Doch gibt es ihn, den manifesten, hasserfüllten Antisemitismus, wie er sich etwa in der Schändung des Holocaust-Denkmals im ostungarischen Debrecen vor einigen Wochen bemerkbar machte. Oder in den Fußballstadien als jenen Orten, wo unterschwellig vorhandene Ressentiments leicht zu rassistischem Gebrüll mutieren.
Mit Schaudern erinnert sich so mancher Anhänger des Budapester Vereins MTK an den Sommer des Jahres 2001, als rechtsextreme Politiker den Sport missbrauchten und das Klima in den Fußballstadien nachhaltig vergifteten.
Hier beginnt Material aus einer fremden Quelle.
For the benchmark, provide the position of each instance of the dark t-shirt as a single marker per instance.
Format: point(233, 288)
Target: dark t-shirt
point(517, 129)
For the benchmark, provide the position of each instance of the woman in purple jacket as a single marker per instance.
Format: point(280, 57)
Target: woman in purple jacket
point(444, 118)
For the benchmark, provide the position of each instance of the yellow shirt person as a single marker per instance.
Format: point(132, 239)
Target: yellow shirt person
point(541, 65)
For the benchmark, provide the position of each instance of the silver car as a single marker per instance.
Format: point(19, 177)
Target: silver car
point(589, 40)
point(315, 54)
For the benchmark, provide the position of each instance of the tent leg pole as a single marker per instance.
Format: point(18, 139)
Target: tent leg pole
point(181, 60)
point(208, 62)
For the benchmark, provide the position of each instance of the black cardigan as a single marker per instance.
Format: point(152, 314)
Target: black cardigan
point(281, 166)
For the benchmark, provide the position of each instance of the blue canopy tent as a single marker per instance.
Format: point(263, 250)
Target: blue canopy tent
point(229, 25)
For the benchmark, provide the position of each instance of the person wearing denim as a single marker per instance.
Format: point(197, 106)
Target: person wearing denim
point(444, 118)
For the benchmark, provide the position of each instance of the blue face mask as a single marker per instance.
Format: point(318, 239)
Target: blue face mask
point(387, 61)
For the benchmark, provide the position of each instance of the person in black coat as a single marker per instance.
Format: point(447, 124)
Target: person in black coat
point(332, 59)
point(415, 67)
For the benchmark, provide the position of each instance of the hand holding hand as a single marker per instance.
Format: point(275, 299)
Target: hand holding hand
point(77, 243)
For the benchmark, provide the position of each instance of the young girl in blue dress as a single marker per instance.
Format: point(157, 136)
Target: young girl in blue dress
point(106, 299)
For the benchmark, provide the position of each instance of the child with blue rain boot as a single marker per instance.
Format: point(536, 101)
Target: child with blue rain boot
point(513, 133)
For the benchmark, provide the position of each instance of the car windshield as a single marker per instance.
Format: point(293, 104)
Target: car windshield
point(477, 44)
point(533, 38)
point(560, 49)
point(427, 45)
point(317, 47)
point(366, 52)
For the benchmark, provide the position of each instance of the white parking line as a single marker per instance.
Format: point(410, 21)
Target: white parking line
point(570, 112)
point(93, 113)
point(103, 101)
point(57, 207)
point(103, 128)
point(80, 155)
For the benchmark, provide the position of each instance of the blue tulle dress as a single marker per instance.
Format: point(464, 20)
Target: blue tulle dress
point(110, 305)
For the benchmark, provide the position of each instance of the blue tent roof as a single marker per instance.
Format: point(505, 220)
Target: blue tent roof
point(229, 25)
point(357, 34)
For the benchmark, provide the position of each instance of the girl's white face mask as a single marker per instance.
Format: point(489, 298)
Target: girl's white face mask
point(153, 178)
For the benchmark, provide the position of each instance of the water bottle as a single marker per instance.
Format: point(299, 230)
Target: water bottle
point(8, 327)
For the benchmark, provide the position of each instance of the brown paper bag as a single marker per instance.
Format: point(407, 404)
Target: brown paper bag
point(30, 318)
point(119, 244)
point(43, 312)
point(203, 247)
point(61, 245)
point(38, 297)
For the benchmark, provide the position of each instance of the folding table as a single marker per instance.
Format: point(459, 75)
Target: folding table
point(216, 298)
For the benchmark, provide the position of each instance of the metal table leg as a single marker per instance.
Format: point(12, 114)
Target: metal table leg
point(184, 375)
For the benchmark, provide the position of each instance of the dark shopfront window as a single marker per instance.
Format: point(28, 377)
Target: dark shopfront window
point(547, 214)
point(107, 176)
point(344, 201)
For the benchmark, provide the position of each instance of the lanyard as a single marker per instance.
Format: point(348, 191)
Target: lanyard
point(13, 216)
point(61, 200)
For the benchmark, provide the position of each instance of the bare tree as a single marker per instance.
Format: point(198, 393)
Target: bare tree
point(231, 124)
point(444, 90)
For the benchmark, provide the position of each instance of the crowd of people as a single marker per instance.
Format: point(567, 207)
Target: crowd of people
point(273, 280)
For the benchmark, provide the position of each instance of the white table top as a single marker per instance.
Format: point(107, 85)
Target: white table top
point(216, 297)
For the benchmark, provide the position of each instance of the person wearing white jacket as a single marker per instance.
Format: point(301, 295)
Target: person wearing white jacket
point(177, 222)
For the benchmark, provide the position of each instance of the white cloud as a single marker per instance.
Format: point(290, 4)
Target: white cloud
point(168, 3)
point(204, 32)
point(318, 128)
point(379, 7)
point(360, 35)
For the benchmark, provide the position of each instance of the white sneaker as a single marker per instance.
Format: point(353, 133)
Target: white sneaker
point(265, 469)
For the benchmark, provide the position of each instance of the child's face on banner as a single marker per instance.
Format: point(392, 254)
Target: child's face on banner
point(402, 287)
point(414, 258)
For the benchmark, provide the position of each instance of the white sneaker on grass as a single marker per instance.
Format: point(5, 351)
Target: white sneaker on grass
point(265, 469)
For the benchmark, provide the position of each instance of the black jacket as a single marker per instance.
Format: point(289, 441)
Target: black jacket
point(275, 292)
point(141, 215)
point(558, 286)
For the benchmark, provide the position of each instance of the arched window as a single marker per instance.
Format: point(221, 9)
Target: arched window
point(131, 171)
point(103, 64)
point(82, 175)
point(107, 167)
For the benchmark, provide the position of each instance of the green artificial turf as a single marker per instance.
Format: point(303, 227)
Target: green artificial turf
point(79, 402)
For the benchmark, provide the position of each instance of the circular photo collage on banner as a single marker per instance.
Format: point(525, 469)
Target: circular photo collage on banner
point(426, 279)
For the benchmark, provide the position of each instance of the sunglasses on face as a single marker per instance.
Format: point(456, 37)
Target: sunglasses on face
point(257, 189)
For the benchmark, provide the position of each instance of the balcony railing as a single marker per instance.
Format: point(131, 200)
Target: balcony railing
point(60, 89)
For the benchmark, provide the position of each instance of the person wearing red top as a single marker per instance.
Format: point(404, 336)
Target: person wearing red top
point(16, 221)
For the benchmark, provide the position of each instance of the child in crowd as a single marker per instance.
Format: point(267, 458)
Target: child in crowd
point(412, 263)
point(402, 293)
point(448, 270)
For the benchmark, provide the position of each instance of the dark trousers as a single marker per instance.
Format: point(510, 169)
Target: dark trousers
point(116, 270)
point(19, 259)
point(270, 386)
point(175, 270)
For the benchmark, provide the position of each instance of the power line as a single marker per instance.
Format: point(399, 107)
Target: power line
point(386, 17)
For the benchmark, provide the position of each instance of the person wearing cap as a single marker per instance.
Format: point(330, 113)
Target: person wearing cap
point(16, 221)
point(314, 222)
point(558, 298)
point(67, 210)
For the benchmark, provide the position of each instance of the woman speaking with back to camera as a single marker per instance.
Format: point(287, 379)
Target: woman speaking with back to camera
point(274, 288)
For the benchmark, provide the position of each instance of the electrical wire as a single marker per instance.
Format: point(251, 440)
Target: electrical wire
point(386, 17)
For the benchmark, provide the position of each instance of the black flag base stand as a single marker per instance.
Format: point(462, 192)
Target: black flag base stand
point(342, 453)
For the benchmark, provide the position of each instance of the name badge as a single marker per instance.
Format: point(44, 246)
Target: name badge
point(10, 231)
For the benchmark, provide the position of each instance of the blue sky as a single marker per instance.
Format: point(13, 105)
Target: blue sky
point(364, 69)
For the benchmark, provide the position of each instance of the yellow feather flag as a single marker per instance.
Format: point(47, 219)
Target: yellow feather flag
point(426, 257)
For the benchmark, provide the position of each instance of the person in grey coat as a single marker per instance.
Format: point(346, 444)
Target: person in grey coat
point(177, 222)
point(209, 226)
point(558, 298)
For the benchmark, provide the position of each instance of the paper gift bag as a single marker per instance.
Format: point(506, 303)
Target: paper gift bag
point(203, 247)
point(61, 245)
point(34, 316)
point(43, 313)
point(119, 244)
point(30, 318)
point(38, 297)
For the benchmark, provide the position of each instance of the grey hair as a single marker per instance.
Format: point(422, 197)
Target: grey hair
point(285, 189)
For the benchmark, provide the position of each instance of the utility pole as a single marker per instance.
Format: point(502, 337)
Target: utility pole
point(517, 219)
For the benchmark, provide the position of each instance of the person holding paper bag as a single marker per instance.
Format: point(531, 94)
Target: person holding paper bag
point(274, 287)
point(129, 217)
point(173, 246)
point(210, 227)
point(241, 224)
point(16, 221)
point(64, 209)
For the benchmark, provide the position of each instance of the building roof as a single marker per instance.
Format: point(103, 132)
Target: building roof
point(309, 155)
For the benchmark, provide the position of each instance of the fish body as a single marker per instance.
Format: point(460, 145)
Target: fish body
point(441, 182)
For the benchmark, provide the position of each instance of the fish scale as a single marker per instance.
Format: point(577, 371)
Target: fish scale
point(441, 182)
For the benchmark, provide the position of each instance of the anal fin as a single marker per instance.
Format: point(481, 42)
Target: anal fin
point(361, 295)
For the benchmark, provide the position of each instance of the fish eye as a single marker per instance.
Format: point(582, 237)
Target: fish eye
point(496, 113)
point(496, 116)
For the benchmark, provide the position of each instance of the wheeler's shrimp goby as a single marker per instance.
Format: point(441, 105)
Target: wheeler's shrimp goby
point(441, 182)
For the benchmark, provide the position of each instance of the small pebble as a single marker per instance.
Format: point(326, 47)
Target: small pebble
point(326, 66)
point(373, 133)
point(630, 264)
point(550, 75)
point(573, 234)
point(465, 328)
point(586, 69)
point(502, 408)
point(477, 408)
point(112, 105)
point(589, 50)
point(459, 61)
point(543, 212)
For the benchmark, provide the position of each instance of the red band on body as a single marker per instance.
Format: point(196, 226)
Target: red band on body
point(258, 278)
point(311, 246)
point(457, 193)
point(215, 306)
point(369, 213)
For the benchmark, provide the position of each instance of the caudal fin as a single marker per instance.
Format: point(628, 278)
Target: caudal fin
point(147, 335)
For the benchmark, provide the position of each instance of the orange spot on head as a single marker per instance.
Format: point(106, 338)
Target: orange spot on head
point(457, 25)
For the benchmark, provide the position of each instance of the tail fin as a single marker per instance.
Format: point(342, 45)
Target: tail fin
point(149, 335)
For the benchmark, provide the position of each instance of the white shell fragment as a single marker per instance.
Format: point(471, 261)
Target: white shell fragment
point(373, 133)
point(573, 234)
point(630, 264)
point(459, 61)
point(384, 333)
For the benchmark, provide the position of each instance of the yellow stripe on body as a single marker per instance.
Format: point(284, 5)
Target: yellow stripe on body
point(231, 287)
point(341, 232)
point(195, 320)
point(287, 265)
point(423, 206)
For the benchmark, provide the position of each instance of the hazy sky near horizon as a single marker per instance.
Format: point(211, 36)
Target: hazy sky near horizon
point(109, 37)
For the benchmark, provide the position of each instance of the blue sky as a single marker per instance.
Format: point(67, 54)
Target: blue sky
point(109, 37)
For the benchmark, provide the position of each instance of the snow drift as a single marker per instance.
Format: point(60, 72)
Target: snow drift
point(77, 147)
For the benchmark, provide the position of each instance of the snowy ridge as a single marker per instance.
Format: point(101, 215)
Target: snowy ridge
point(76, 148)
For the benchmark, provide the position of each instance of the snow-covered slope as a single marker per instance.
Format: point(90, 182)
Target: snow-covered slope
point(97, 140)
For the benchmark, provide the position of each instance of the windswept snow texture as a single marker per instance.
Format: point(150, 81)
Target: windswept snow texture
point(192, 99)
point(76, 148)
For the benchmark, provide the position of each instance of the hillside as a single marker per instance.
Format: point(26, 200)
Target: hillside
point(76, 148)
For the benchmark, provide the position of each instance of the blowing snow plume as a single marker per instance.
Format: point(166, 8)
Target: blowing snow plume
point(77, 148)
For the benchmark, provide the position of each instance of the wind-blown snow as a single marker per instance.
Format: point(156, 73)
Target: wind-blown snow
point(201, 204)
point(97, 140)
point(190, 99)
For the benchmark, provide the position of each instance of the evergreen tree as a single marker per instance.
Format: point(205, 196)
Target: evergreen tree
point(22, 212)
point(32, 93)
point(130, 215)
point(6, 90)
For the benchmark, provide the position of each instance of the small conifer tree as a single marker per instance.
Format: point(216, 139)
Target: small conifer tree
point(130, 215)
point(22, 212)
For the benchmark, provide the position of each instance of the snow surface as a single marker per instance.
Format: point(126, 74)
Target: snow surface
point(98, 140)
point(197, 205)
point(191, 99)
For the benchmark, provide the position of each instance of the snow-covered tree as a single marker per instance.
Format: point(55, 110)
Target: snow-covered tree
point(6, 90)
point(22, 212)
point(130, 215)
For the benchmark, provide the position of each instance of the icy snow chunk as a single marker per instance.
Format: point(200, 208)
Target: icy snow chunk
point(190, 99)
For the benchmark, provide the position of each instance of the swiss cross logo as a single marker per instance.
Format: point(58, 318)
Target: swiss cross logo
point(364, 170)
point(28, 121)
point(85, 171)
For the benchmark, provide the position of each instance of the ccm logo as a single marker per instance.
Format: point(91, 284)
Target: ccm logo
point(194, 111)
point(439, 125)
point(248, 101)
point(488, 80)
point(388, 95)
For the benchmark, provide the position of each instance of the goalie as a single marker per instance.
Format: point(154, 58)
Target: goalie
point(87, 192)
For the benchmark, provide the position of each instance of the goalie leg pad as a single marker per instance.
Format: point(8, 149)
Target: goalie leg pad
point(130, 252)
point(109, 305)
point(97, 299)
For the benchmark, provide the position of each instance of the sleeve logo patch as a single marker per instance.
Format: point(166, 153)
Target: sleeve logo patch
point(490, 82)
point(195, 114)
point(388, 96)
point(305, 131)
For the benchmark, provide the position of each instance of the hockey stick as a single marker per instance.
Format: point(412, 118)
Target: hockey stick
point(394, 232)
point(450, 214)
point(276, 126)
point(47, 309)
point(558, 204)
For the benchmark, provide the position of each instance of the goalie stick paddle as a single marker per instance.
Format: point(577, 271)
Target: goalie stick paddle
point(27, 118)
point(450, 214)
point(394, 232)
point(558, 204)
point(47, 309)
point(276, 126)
Anlass war die Übernahme des Erstligisten Ferencváros (FTC) durch den - jüdischen - Geschäftsmann Gábor Várszegi, Hauptaktionär des Großkonzerns Fotex, der bereits die Fäden bei MTK, einem Fußballverein, der in Ungarn traditionell mit "Judentum" identifiziert wird, in Händen hielt. Folge war, dass Lászlo Bognár, Abgeordneter der rechtsextremen MIÉP-Partei István Csurkas, mit einer grün-weiß-schwarzen Schleife im Budapester Parlament erschien: Grün-weiß, die Klubfarben "seines" Vereins Ferencváros. Schwarz als Zeichen der "Trauer", dass die von ihm verehrte Mannschaft nun vom "jüdischen Kapital" kontrolliert werde. Bezeichnend die Reaktion der damaligen Justizministerin und jetzigen Vorsitzenden des Ungarischen Demokratischen Forums, Ibolya Dávid, die den ungeheuerlichen Vorfall mit den Worten "Ich verstehe nichts von Fußball" kommentierte. MIÉP-Parteichef Csurka legte nach und sprach wörtlich von einer "antinationalen Transaktion". Die FTC-Anhänger bezeichnete er als "national gesinnte, anständige Ungarn", denen die MTK-Fans als mit "fremden Wurzeln ausgestattete Großbürger" gegenüber stünden.
"Zug nach Auschwitz"
Der rechtsextreme "harte Kern" der Ferencváros-Fans hörte die Botschaft wohl, rassistische Ausschreitungen bei Fußballmatches stiegen beängstigend an. "Der Zug fährt nach Auschwitz", skandierten hunderte Ferencváros-Anhänger bereits am 19. April 2001 bei einem Spiel gegen MTK - es waren 147 Züge, mit denen zwischen dem 15. Mai und dem 7. Juli 1944 437.402 ungarische Juden in das Vernichtungslager deportiert worden waren. In der Folge wurde es für MTK-Fans zunehmend riskant, ihre Mannschaft im Stadion zu unterstützen. "Antisemitische Verbalattacken und physische Übergriffe sind deutlich angestiegen", weiß der ungarische Fußballfan István Körmendi. Denn nicht nur Ferencváros, auch die Erstligisten Honvéd und Újpest würden über einen gewaltbereiten rechtsradikalen "harten Kern" verfügen. Der chronische Zuschauerschwund in den Stadien sei nicht zuletzt auf Angst vor gewalttätigen Ausschreitungen zurückzuführen, so der Fan.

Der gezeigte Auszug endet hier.